The work of Lynn Hershman Leeson, spanning fifty years and crossing the wires of gallery art, performance, programming, and filmmaking, is a kind of cyborg. Pulling influence from the biological and computerized abstraction, Hershman Leeson puts tension on the lines between the natural and constructed, the sincere & piss-taking. What is ‘real’ in her pieces often gets scrambled, and in the aftershock of a Leeson encounter—a Flash-animated toilet swirlie of prankster camp and the highly earnest—one is left with the liberating sense that, truly, everything is permitted.
Supported by an A.I.-based installation piece—still maintained on the internet—Hershman Leeson’s 2002 feature-length video Teknolust is a brain-jacking bit of sci-fi both definitely of its time and prophetically ahead of the net art curve.
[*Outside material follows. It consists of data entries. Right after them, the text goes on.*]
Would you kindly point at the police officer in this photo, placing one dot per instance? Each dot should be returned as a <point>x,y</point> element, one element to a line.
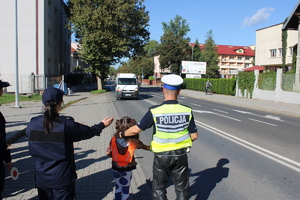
<point>51,140</point>
<point>173,133</point>
<point>4,152</point>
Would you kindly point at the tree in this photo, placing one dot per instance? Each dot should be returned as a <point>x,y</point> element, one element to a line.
<point>139,65</point>
<point>178,26</point>
<point>210,56</point>
<point>172,50</point>
<point>108,30</point>
<point>150,48</point>
<point>112,71</point>
<point>174,45</point>
<point>196,52</point>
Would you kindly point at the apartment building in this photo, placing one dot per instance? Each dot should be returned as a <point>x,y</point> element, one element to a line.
<point>268,51</point>
<point>233,59</point>
<point>75,59</point>
<point>42,41</point>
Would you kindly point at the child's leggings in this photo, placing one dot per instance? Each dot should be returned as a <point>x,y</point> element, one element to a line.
<point>122,180</point>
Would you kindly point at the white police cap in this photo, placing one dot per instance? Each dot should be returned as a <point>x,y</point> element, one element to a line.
<point>172,81</point>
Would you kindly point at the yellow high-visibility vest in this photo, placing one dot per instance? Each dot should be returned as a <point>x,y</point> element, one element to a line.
<point>171,123</point>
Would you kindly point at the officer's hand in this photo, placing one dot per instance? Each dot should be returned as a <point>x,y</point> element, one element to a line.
<point>107,121</point>
<point>8,165</point>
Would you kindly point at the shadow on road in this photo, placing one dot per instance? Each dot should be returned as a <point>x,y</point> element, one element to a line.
<point>207,180</point>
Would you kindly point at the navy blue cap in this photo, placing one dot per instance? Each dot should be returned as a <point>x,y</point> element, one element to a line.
<point>52,94</point>
<point>4,84</point>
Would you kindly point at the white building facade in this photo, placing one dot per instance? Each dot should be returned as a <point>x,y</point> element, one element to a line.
<point>268,50</point>
<point>43,43</point>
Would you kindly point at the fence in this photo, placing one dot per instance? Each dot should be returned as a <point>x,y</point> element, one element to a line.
<point>291,82</point>
<point>30,83</point>
<point>284,82</point>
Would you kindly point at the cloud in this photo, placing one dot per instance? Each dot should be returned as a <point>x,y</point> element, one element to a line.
<point>259,17</point>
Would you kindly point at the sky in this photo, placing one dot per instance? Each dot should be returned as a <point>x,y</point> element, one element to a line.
<point>233,22</point>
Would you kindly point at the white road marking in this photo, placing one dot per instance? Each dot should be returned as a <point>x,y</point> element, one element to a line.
<point>195,104</point>
<point>151,102</point>
<point>221,111</point>
<point>264,152</point>
<point>267,116</point>
<point>262,122</point>
<point>201,111</point>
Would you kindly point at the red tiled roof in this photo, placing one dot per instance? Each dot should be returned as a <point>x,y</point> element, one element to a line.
<point>231,50</point>
<point>256,67</point>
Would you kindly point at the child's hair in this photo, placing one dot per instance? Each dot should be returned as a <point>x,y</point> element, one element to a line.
<point>125,123</point>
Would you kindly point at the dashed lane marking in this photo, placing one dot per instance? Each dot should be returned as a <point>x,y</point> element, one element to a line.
<point>264,152</point>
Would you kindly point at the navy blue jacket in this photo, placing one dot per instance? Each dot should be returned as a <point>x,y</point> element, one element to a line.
<point>54,152</point>
<point>4,152</point>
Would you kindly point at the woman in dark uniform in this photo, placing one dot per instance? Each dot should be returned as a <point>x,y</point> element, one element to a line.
<point>4,152</point>
<point>51,140</point>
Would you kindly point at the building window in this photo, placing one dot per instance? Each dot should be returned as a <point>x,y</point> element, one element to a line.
<point>291,49</point>
<point>273,53</point>
<point>49,8</point>
<point>280,52</point>
<point>49,66</point>
<point>55,41</point>
<point>49,38</point>
<point>66,51</point>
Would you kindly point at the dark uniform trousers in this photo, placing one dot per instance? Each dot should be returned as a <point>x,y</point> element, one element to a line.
<point>165,163</point>
<point>2,176</point>
<point>67,193</point>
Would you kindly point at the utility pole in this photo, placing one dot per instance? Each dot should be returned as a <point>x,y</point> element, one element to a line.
<point>17,60</point>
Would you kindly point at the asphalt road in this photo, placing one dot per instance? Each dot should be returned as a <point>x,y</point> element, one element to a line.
<point>240,153</point>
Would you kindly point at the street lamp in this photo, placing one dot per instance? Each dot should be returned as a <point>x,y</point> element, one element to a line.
<point>17,70</point>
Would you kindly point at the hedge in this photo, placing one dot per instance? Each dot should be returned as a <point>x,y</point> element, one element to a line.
<point>220,86</point>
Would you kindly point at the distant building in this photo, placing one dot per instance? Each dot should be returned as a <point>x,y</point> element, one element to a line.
<point>43,43</point>
<point>75,59</point>
<point>234,58</point>
<point>268,51</point>
<point>158,72</point>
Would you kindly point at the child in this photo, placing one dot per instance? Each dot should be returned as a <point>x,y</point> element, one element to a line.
<point>121,150</point>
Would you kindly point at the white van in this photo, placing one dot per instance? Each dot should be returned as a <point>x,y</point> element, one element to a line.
<point>126,86</point>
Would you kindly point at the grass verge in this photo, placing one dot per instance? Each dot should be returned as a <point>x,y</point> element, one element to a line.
<point>98,91</point>
<point>9,98</point>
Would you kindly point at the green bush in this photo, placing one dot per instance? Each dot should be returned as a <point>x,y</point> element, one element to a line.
<point>220,86</point>
<point>246,83</point>
<point>267,80</point>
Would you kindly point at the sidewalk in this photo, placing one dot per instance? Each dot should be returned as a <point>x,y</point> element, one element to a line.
<point>95,180</point>
<point>270,106</point>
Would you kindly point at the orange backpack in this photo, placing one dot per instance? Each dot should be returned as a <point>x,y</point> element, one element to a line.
<point>122,160</point>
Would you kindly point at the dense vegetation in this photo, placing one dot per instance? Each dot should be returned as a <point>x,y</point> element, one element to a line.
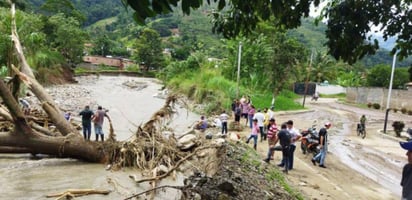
<point>201,64</point>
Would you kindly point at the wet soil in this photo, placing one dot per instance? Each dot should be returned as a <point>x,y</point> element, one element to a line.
<point>357,168</point>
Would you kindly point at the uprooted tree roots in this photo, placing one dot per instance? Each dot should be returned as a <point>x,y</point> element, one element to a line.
<point>151,150</point>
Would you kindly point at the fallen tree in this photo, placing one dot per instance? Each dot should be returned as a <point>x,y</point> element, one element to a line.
<point>149,150</point>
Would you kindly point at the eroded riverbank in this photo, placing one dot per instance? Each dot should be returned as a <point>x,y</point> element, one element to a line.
<point>24,178</point>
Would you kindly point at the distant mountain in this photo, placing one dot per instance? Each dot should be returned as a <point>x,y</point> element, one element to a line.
<point>94,10</point>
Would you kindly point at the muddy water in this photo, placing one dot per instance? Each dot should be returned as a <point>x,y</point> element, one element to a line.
<point>373,157</point>
<point>24,178</point>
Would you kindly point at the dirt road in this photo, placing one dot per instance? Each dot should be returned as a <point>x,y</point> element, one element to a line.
<point>357,168</point>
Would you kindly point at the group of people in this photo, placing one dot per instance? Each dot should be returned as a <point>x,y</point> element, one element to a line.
<point>88,116</point>
<point>264,123</point>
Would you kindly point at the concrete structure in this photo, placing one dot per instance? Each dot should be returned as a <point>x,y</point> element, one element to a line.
<point>363,95</point>
<point>121,63</point>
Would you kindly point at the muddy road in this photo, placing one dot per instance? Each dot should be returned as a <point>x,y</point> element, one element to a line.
<point>358,168</point>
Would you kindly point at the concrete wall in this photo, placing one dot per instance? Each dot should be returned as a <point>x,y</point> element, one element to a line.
<point>330,89</point>
<point>361,95</point>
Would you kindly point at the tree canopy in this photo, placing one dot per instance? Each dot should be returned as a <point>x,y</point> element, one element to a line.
<point>349,22</point>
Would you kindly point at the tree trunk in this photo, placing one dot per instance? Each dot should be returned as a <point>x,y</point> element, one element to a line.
<point>71,146</point>
<point>24,139</point>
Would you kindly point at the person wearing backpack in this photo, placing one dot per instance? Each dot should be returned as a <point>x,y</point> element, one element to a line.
<point>98,119</point>
<point>87,115</point>
<point>284,139</point>
<point>323,145</point>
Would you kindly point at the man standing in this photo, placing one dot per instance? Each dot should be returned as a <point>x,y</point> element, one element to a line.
<point>272,135</point>
<point>86,122</point>
<point>284,138</point>
<point>295,136</point>
<point>223,118</point>
<point>406,181</point>
<point>323,145</point>
<point>261,118</point>
<point>98,122</point>
<point>362,121</point>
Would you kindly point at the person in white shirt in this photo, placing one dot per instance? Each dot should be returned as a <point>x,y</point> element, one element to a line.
<point>295,136</point>
<point>223,118</point>
<point>271,113</point>
<point>261,118</point>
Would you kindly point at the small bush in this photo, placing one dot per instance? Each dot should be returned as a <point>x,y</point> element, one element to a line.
<point>398,127</point>
<point>403,110</point>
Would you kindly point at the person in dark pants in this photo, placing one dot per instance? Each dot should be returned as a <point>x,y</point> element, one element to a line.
<point>323,145</point>
<point>406,181</point>
<point>223,118</point>
<point>284,138</point>
<point>86,122</point>
<point>295,136</point>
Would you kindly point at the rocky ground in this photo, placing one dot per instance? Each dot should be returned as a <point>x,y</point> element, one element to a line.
<point>357,168</point>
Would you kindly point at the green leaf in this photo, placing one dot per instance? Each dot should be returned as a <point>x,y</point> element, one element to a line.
<point>222,4</point>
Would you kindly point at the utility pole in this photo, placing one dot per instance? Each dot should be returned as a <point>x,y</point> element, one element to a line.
<point>390,91</point>
<point>238,69</point>
<point>307,79</point>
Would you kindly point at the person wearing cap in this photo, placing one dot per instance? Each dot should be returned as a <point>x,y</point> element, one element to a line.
<point>254,134</point>
<point>284,139</point>
<point>295,136</point>
<point>271,112</point>
<point>261,118</point>
<point>406,181</point>
<point>98,120</point>
<point>223,118</point>
<point>202,124</point>
<point>323,145</point>
<point>272,135</point>
<point>87,115</point>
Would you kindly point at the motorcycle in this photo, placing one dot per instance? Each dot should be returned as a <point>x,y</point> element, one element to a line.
<point>361,131</point>
<point>310,141</point>
<point>315,97</point>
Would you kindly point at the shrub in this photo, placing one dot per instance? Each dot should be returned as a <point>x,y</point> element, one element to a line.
<point>398,127</point>
<point>403,110</point>
<point>369,105</point>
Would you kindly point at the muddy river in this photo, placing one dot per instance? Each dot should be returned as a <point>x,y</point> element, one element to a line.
<point>22,177</point>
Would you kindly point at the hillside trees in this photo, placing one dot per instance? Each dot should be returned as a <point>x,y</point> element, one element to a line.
<point>378,77</point>
<point>267,63</point>
<point>348,22</point>
<point>67,37</point>
<point>149,49</point>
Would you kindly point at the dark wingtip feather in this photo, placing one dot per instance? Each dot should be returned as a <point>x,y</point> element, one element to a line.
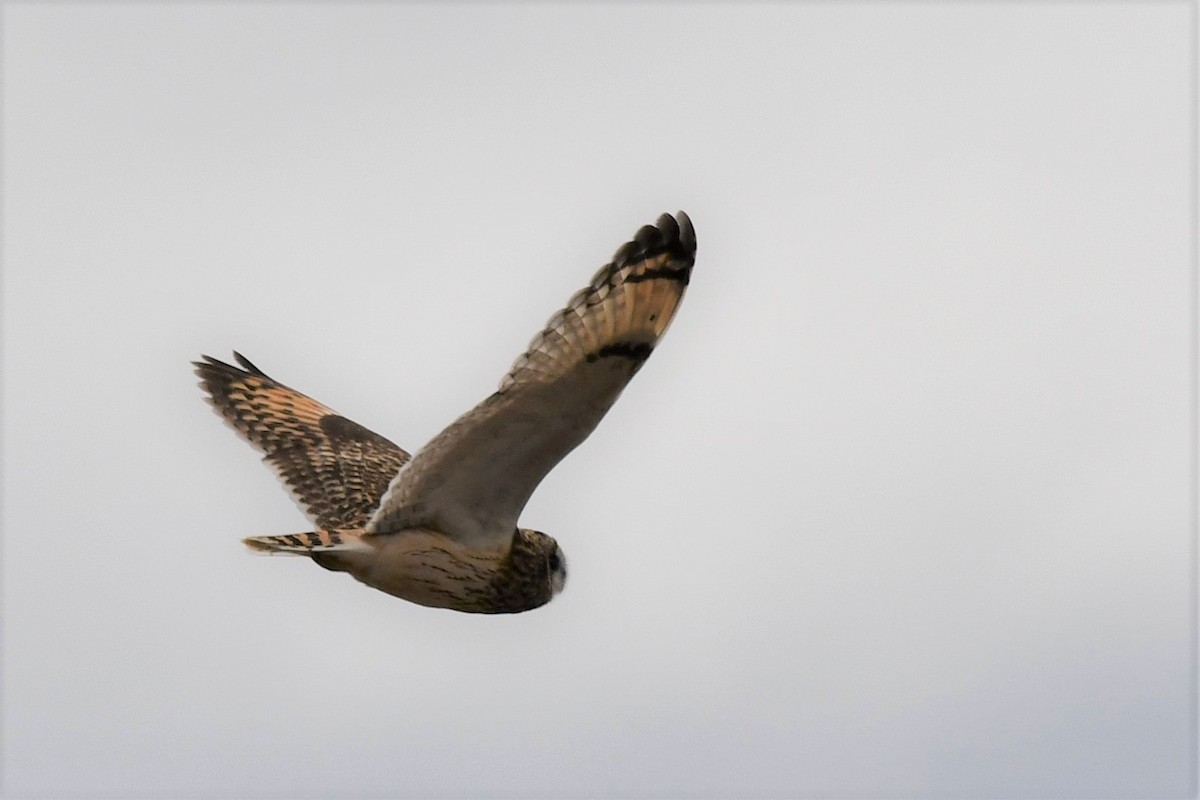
<point>246,365</point>
<point>673,235</point>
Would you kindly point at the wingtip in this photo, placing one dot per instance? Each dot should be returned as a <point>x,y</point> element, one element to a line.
<point>673,235</point>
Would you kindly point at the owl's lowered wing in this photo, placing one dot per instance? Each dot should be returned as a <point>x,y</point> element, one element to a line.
<point>474,477</point>
<point>336,469</point>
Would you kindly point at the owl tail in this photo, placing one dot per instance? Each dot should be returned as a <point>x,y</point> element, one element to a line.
<point>307,543</point>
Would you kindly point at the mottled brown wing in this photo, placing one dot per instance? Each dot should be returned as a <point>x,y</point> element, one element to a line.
<point>474,477</point>
<point>336,469</point>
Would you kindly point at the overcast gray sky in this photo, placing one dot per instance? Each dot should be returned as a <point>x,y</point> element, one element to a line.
<point>901,506</point>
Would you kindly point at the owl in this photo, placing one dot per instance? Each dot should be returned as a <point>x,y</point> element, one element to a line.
<point>441,528</point>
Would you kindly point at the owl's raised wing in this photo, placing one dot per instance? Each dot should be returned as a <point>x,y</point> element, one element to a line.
<point>335,469</point>
<point>473,479</point>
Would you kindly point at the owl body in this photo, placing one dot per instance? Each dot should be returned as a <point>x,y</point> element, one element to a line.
<point>439,528</point>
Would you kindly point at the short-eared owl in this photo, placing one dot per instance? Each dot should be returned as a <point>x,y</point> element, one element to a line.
<point>439,528</point>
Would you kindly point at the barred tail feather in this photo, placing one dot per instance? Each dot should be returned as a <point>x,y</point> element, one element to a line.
<point>306,543</point>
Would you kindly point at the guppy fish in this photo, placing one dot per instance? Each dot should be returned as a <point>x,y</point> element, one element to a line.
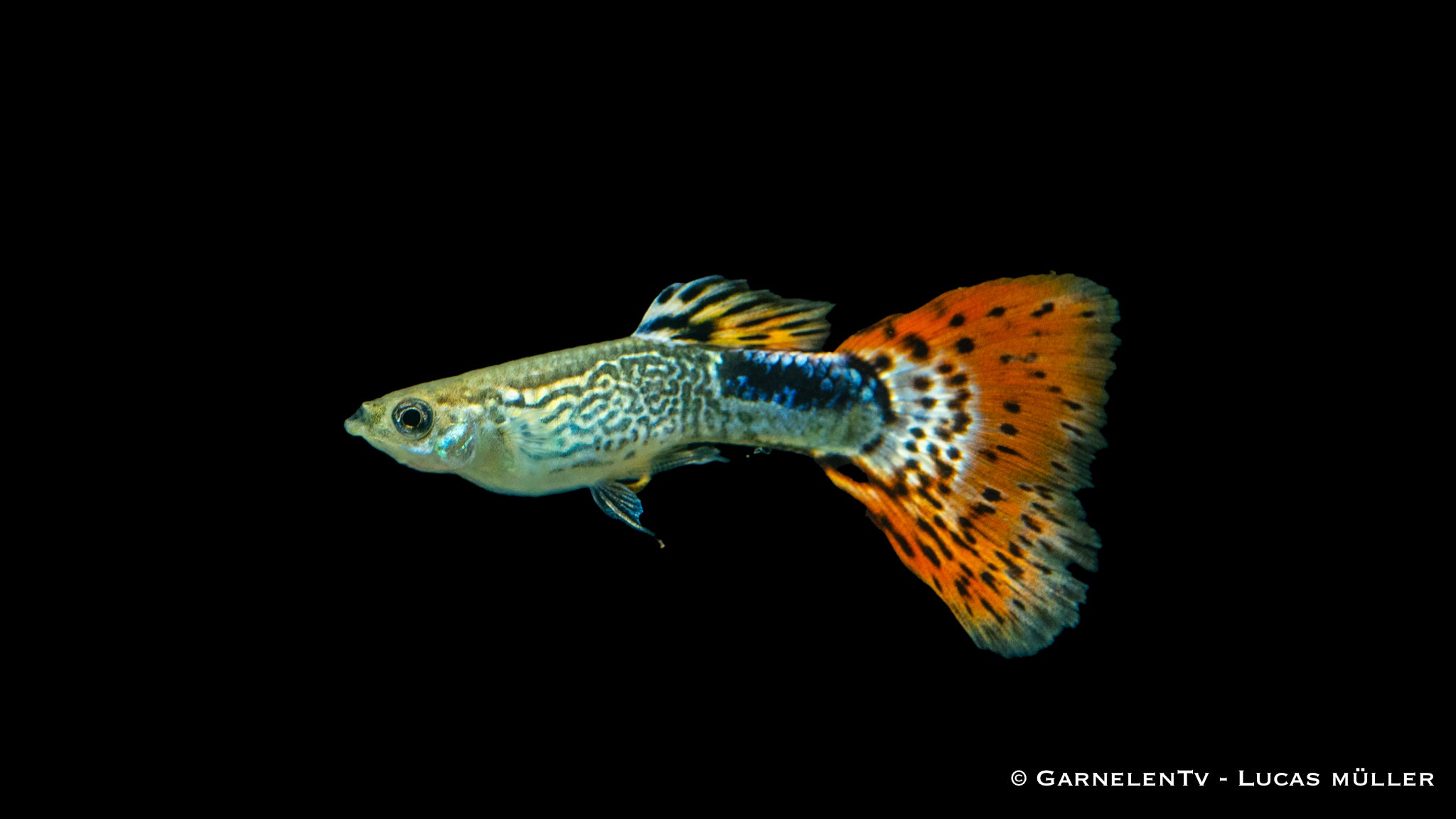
<point>964,427</point>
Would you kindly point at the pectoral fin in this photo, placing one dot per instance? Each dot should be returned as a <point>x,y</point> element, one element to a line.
<point>618,500</point>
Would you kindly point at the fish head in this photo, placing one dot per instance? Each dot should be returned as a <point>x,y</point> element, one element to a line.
<point>422,427</point>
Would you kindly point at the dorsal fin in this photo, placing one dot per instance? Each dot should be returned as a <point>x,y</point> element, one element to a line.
<point>727,314</point>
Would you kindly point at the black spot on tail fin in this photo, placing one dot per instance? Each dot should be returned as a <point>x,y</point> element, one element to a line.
<point>996,397</point>
<point>727,314</point>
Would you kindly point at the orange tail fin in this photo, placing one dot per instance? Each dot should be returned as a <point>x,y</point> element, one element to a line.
<point>997,395</point>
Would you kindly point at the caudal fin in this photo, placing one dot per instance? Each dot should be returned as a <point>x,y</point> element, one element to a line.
<point>997,395</point>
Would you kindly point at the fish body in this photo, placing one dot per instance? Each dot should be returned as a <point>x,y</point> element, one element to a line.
<point>964,427</point>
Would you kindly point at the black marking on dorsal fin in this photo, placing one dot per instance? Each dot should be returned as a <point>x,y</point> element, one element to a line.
<point>727,314</point>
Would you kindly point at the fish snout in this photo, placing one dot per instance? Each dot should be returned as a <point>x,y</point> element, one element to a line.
<point>355,423</point>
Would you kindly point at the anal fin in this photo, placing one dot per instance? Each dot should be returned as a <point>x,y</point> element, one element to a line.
<point>687,458</point>
<point>618,500</point>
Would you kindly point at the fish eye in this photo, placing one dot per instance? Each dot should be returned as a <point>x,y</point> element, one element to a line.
<point>412,417</point>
Reserved, virginal geneticist Dr. Rosetta Stone (played like an anchor by frequent collaborator Tilda Swinton) lives a shadow life as the creator of “Agent Ruby’s EDream Portal,” a proto A.R. chat room hosted by the sentient program which gives the portal its name. Lonely, net-surfing souls pay top dollar to live out their fantasies with Agent Ruby . . . but this is just the tip of the hologram as we discover that Ruby is no mere software, but occupies reality (or something like it) in a private green screen dormitory alongside her two color-coded sisters, Olive and Marinne (all of them also played by Swinton). What’s more, these creations of Dr. Stone’s are in desperate need of the organic material that keeps them alive — material, apparently, found only in human sperm.
From here, logic and nonsense get gleefully Frankensteined into one virus of a film that has everything: espionage, a cross-species STD which leaves its victims both sterilized and barcoded, an impossibly inept copy machine technician (Jeremy Davies, acting like he has just woken up from a nap), and even Karen Black as a sleuth named “Dirty Dick.” Its technology endearingly obsolete (those iBooks!), Teknolust feels, for all of its many rough edges, ageless — not only in its Feminist exploration of Swinton’s dizzy switches of performative identity, but in its honest quest for the limits of human connection. Despite the dense, often confusing goings-on, Hershman Leeson seems most concerned with the dissociations of a social media-defined era still yet to come, and the film’s suggestion that real intimacy has nothing to do with our bodies sounds even more plausible, and provocative, with the passage of time. To paraphrase Ruby herself, it knows a lot for a bot.